Niedrigerer Blutdruck: Die Omega-3-Fettsäuren EPA und DHA ver­mindern die Produktion und reduzieren die Wirkung von einigen blutdrucksteigernden Hormonen wie Noradrenalin. Das senkt den Blutdruck.

Weniger Arrhythmien: Bei Übererregung helfen sie, das Herz zu beruhigen. Die Gefahr eines plötz­li­chen Herzstillstands vermindert sich.

Günstigere Blutfettwerte: Die Omega-3-Fettsäuren senken den Tri­glyzeridspiegel im Blut.

Weniger Infarkte: Ablagerungen an den Arterien werden stabilisiert. Verstopfende Partikel gelangen nicht so leicht ins Blut. So können nicht nur erste Herzinfarkte vermieden werden, sie treten auch seltener wiederholt auf.

Bessere Entspannung: Sie dämpfen die bei Stress ausgeschüt­teten Hor­­mo­ne Adrenalin, Nor­adrenalin und Throm­boxan A. Stresssituationen laufen dann gemäßigter ab.

Gelenkschutz: Es werden insgesamt weniger entzündungsauslösende Stoffe gebildet. Das schützt vor rheumatischen Gelenkerkrankungen und kann Schmerzen lindern.

Gesündere Psyche: Forschungsergebnisse deuten darauf hin, dass die Fettsäuren gegen Depressionen und Aggressionen helfen können.

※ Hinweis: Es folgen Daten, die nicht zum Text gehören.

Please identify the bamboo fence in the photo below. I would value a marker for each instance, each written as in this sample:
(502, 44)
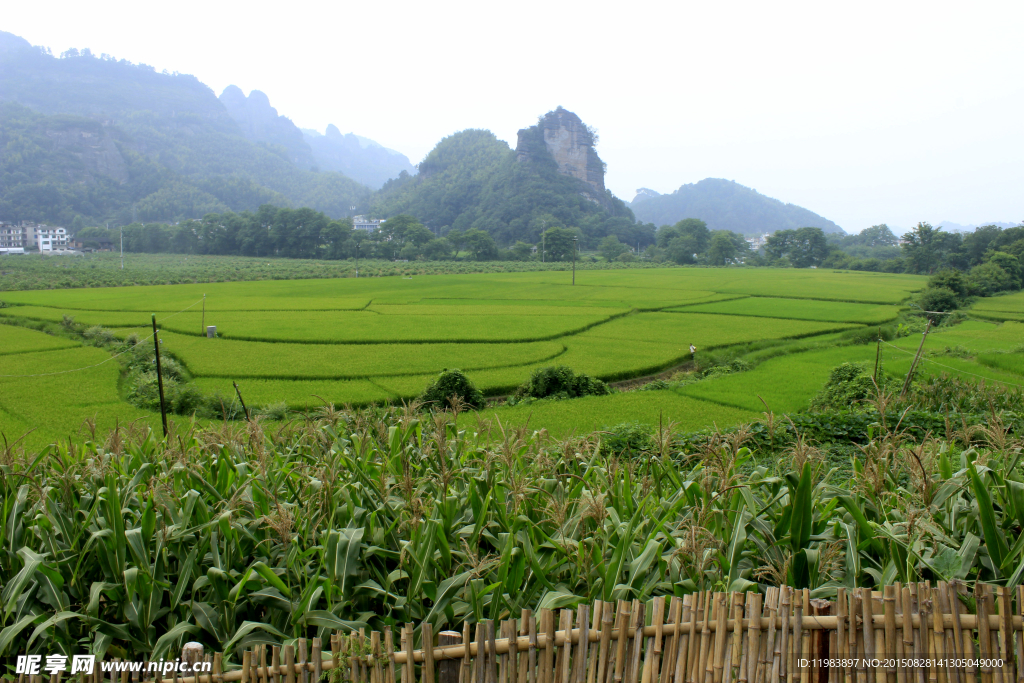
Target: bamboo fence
(916, 633)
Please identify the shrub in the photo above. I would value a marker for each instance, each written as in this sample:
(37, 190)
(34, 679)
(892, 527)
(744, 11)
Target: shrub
(559, 381)
(734, 366)
(630, 438)
(939, 298)
(950, 280)
(848, 384)
(452, 383)
(988, 279)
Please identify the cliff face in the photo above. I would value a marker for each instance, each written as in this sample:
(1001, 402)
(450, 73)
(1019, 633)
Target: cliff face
(259, 122)
(563, 136)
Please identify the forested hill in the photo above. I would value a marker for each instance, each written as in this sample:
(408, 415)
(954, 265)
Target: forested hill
(472, 179)
(360, 159)
(725, 205)
(100, 139)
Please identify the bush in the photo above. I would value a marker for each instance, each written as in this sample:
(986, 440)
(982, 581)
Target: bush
(848, 384)
(559, 381)
(939, 298)
(452, 383)
(950, 280)
(734, 366)
(988, 279)
(630, 438)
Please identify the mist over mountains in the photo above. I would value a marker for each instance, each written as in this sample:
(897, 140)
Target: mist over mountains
(725, 205)
(96, 139)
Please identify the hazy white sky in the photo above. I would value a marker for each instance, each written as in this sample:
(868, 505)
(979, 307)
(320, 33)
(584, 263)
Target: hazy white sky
(863, 112)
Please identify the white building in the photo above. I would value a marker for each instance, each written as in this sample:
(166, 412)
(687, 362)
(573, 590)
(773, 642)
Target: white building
(33, 236)
(367, 224)
(11, 237)
(49, 238)
(759, 241)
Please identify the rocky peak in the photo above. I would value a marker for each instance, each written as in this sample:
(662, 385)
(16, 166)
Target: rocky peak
(260, 122)
(570, 143)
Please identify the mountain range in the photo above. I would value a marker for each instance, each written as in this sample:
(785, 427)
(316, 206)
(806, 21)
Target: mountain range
(726, 205)
(87, 139)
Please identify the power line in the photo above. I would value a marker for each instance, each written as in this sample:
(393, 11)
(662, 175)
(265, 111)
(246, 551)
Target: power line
(75, 370)
(955, 370)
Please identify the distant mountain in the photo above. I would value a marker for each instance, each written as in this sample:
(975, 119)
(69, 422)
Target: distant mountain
(359, 158)
(259, 122)
(553, 178)
(725, 205)
(950, 226)
(109, 140)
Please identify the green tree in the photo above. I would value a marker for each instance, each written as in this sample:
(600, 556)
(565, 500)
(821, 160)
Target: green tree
(804, 247)
(722, 249)
(611, 248)
(437, 250)
(480, 245)
(558, 244)
(1011, 264)
(926, 249)
(521, 251)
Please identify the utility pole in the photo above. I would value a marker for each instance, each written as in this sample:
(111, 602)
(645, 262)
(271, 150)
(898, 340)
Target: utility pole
(160, 375)
(576, 241)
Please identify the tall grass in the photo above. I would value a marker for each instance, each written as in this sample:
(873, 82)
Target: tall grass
(233, 536)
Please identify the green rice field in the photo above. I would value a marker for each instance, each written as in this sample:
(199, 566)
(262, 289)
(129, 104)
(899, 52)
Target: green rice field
(355, 342)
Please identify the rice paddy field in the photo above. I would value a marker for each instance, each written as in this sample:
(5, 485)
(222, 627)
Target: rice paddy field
(350, 341)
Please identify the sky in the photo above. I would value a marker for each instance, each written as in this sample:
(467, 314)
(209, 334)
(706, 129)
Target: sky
(864, 113)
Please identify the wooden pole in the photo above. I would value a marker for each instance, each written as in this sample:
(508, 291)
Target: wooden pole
(239, 392)
(916, 358)
(160, 375)
(878, 356)
(449, 669)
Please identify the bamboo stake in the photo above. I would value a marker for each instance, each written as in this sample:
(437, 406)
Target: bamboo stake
(583, 645)
(983, 630)
(389, 653)
(634, 664)
(493, 653)
(774, 639)
(965, 674)
(624, 620)
(467, 663)
(562, 666)
(672, 645)
(767, 643)
(289, 664)
(1007, 634)
(548, 628)
(802, 638)
(522, 674)
(653, 647)
(692, 651)
(753, 636)
(941, 596)
(683, 646)
(605, 646)
(721, 615)
(427, 639)
(785, 672)
(902, 610)
(318, 658)
(739, 656)
(531, 648)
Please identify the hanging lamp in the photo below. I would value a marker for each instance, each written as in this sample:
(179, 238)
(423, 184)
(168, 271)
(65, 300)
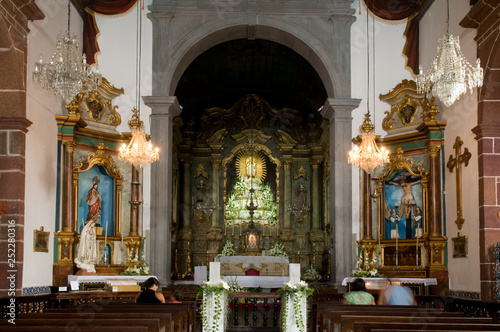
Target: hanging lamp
(67, 72)
(450, 74)
(367, 154)
(138, 152)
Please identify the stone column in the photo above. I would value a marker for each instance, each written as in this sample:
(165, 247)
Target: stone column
(215, 234)
(316, 196)
(338, 112)
(164, 109)
(135, 202)
(287, 235)
(434, 218)
(186, 199)
(488, 138)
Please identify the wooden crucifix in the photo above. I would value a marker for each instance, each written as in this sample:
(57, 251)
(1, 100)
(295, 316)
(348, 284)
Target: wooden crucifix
(456, 162)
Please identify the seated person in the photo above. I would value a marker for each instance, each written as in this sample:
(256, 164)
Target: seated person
(358, 294)
(396, 295)
(150, 295)
(175, 298)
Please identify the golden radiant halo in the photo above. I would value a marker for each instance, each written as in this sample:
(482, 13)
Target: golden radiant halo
(243, 168)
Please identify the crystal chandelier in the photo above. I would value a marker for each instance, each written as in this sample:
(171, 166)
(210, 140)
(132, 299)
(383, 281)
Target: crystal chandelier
(68, 71)
(367, 155)
(450, 74)
(138, 152)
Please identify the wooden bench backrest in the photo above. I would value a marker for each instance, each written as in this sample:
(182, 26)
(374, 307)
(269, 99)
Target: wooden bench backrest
(73, 324)
(386, 326)
(165, 319)
(348, 321)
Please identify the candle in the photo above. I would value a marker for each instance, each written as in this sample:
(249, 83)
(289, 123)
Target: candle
(106, 234)
(416, 249)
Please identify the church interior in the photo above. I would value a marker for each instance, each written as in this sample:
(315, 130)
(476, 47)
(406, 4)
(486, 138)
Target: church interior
(261, 113)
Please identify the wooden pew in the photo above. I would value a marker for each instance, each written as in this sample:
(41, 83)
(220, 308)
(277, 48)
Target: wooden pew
(348, 321)
(165, 320)
(392, 326)
(327, 314)
(52, 328)
(73, 324)
(181, 313)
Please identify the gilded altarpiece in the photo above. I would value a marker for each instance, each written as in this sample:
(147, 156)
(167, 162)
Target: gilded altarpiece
(405, 196)
(250, 155)
(89, 144)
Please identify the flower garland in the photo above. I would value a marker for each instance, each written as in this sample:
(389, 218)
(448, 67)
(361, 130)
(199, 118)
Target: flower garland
(227, 250)
(312, 274)
(136, 267)
(366, 266)
(214, 305)
(293, 296)
(278, 249)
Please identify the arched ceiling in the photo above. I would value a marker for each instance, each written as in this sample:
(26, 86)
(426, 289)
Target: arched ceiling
(229, 71)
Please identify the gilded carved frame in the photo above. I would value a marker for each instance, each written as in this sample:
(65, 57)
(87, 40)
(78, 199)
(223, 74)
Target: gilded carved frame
(408, 166)
(99, 158)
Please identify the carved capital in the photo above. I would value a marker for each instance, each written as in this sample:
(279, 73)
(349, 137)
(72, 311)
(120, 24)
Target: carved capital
(434, 150)
(69, 146)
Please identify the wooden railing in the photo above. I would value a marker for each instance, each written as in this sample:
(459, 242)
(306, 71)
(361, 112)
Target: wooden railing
(264, 309)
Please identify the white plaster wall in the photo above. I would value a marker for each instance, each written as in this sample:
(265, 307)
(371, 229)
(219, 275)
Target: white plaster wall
(389, 64)
(41, 141)
(117, 62)
(461, 117)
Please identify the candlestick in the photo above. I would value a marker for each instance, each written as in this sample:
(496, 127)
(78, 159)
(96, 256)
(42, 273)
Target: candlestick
(106, 235)
(397, 253)
(416, 253)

Schlauere Babys: Schon im Mutterleib muss der Embryo ausreichend EPA und DHA bekommen, damit sich das Gehirn gut entwickelt. Schwangere und Stillende sollten deshalb auf einen ausgewogenen Speiseplan achten.

Fittere Senioren: Alzheimer und andere Demenzerkrankungen werden mit zu niedrigen EPA- und DHA-Spie­geln im Blut in Verbindung gebracht.